Changes in F-PROT for Windows NT

  • A bug that caused a general protection fault (GPF) during the F-PROT Gatekeeper installation has been corrected.
  • If no setting is present for the extensions of executable or document files (for the Scanning preferences) in the file F-PROTW.CFG, F-PROT will use the proper default settings, making it possible for users of F-PROT for NT to upgrade since version 2.25 or earlier (i.e. using the Update installation method of Setup) without losing the detection of macro viruses by NT Gatekeeper.
  • The settings of a task (such as "Scan A:") can be modified even when there is not a diskette in the target drive, without an error message being given, stating that the drive is not ready.
  • Because of lacking common controls in NT 3.50 (they were introduced first in 3.51), F-PROT didn’t start at all in NT 3.50. Instead, an "ImagaList_ReplaceIcon" error in COMCTL32.DLL was reported. This has been corrected. The present version of F-PROT starts with the old-style task list under 3.50. When F-Agent (95 and NT) is started, it executes the programs specified in FPW- PREF.INI ExecuteX entries.
  • The main program (95 and NT) will now pass the version number of the scanning engine to the splash DLL.
  • The number of scanned boot sectors is now shown in reports (95 and NT).

 

Changes in F-PROT for Windows 3.x

The scan engine version letter is now properly displayed in F-PROT Gatekeeper splash screen.

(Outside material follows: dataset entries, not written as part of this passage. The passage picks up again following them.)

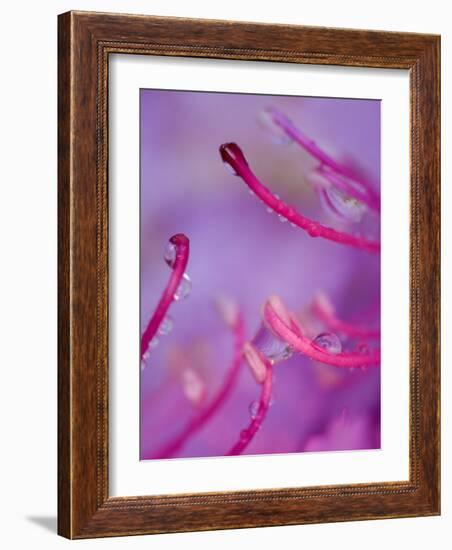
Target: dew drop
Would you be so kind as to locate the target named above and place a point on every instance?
(341, 206)
(184, 288)
(254, 409)
(274, 349)
(230, 169)
(166, 326)
(169, 254)
(329, 342)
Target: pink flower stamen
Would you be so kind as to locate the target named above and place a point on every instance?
(262, 371)
(324, 310)
(233, 156)
(370, 196)
(370, 199)
(292, 333)
(170, 449)
(182, 249)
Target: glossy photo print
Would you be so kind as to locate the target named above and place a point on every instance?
(260, 274)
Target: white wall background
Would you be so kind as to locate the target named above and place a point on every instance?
(28, 269)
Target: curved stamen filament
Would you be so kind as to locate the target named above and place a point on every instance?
(296, 135)
(182, 244)
(323, 309)
(341, 182)
(275, 315)
(171, 448)
(232, 155)
(265, 367)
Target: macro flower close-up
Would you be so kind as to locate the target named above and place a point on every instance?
(260, 274)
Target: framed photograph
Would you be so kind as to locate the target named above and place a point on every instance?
(248, 275)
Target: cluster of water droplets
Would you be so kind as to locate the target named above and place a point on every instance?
(183, 290)
(268, 344)
(185, 286)
(329, 342)
(273, 130)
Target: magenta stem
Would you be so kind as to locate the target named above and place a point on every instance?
(247, 435)
(182, 245)
(170, 449)
(338, 325)
(232, 154)
(304, 345)
(294, 133)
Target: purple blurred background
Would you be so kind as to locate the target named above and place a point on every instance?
(239, 249)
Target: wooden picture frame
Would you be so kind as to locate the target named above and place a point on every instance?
(85, 42)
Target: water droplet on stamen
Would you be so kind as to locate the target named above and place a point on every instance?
(230, 169)
(274, 349)
(166, 326)
(329, 342)
(169, 254)
(276, 133)
(254, 409)
(341, 206)
(184, 288)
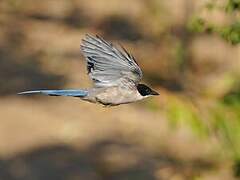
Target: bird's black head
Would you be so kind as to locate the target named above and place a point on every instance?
(145, 90)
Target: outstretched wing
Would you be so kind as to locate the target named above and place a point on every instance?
(107, 65)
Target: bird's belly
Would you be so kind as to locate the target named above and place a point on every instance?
(117, 97)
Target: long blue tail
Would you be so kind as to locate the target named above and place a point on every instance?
(71, 92)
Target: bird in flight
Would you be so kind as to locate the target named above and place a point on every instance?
(115, 74)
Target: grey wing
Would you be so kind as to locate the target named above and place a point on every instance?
(107, 65)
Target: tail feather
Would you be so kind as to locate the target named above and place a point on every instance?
(72, 92)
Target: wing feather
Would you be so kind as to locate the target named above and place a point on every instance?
(107, 65)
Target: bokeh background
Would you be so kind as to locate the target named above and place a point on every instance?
(188, 50)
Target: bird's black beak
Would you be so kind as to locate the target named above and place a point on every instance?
(154, 93)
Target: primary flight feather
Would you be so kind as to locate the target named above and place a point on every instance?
(115, 73)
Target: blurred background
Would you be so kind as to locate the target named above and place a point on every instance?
(188, 50)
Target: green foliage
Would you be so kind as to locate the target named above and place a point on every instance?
(230, 32)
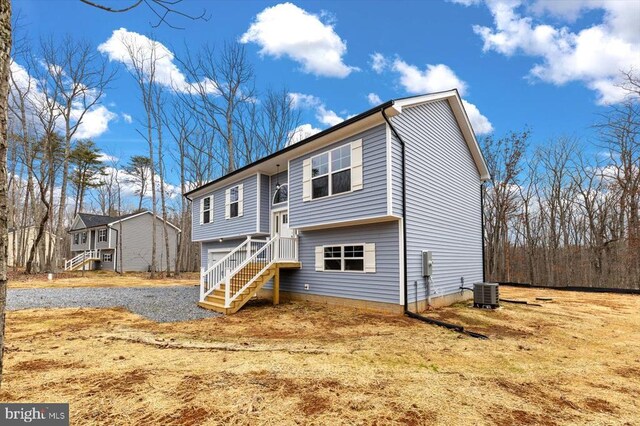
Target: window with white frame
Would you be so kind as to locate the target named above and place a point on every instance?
(346, 258)
(333, 172)
(234, 202)
(206, 211)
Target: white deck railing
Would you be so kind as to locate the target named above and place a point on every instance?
(244, 264)
(81, 258)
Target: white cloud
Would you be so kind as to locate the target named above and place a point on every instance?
(130, 185)
(438, 78)
(465, 2)
(129, 47)
(374, 99)
(481, 124)
(594, 55)
(323, 114)
(435, 78)
(106, 158)
(287, 30)
(94, 123)
(378, 62)
(302, 132)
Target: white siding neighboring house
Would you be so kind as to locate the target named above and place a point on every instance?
(99, 238)
(328, 211)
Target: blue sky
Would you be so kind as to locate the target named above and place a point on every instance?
(549, 65)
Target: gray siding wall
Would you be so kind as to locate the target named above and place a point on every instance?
(225, 244)
(396, 175)
(443, 200)
(265, 203)
(381, 286)
(107, 266)
(282, 178)
(80, 246)
(136, 244)
(221, 227)
(367, 202)
(101, 244)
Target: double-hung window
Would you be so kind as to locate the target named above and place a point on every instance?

Changes in F-PROT for Windows 95

  • The boot sector reading routine now supports 3-mode (1.25MB) diskette drives used in Japan.
  • The Finnish language On-line Help is now functional.
  • When a scheduled task started by F-Agent found a virus, it displays the scan progress dialog at the end of scan (and the report window also, if the user clicked the Report button).
  • After the progress dialog or report window is closed, the main F-PROT window is opened at its previous position instead of being minimized to the task bar.
  • F-PROT Gatekeeper now scans files whose names contain double byte characters (DBCS).
  • The start-up splash screen display has been corrected.
  • When scanning inside archives, F-PROT will pass the file extensions to the scanner. If the task setting is to scan executables and document files only, FPWM 3.0 will scan executables and document files only, even inside archives.
  • When F-Agent (95 and NT) is started, it executes the programs specified in FPW- PREF.INI ExecuteX entries.
  • The main program (95 and NT) will now pass the version number of the scanning engine to the splash DLL.
  • The number of scanned boot sectors is now shown in reports (95 and NT).

Changes in AutoInstaller

  • Autow32 will prompt the user to restart NT if F-PROT Gatekeeper has been updated. The prompt can be disabled by setting the [Gatekeeper] NoRebootMessageAfterNTGKUpdate= setting to a non-zero value.
  • A generic program group creation feature has been added, making it possible to create a program icon (shortcut) to any program, not only F-PROT.

New Viruses Detected by F-PROT

This version adds detection and disinfection of 325 new file and boot viruses and 300 new macro viruses.